INMA 30 Under 30: Sanket Jain, freelance journalist
Editor's Inbox | 23 June 2025
In September, INMA awarded 30 young professionals around the world with its fifth “30 Under 30” award as part of its Young Professionals Initiative. This is the 24th in a series of 30 features about the impressive rising media stars who are shaping our industry.

As an independent journalist and documentary photographer from a small town in Maharashtra, India, Sanket Jain has dedicated himself to covering aspects of climate change that mostly go ignored.
“I spend over 300 days a year in India’s countryside, often in challenging conditions, reporting on climate change and how it erodes common people’s lives,” he said.
His work has highlighted issues such as the impact of climate change on menopausal women, the rise in soil salinity, the mental health of women athletes, and substance abuse — all through the lived experiences of everyday people.
“No newsroom in India currently has a full-time rural correspondent,” Sanket said. “This means that 833 million rural Indians aren’t [considered] newsworthy, which I feel is wrong.”
To change that, Sanket started pitching stories about India’s remote villages to global publications, and they have been warmly received.

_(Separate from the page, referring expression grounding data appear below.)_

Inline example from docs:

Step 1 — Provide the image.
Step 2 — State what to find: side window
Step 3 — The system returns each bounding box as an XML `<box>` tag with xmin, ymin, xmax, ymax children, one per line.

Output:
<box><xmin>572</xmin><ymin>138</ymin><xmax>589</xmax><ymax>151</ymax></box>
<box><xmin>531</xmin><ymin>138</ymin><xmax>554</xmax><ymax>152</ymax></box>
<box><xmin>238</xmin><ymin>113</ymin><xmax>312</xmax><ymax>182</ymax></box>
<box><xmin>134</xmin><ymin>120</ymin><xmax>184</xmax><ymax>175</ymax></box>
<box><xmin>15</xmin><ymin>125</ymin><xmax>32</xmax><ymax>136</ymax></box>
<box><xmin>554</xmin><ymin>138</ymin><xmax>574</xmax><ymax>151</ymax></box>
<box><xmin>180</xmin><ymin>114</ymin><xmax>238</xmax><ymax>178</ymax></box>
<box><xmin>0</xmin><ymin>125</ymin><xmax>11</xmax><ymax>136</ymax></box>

His articles and photographs have appeared in MIT Technology Review, Science Magazine, Yale Climate Connections, Health Policy Watch, Wired, USA Today, and more, allowing him to reach a massive and diverse audience.
Along the way, he has earned nearly 20 journalism awards, three prestigious fellowships, and — most importantly to him — his work has inspired hundreds of other journalists to do the same.
“[This has] brought tremendous change to the mainstream media,” Sanket said. “My stories from India’s remote villages have found readers in the USA, UK, Colombia, South Africa, Kenya, Australia, and several European countries.”
This year, Jain was honoured with the Forbes 30 Under 30 for his consistent coverage of climate change and its impact on India’s marginalised communities. He is eager to continue his work and change the future.
He pointed to some of the events of 2024, including the extreme heat wave in several parts of India, where temperatures were near or exceeded 50 degrees Celsius, flooding in the United States, and rampant wildfires around the world.
To make sense of these events, he said, it is crucial to report on how they impact people and open conversations about what needs to be done.
“In the next five years, my major goal is to ensure a rising coverage of climate change through the lived experiences of everyday people,” Sanket said. “Climate change is the biggest and most underreported story of the century, and I want to change this in my work.”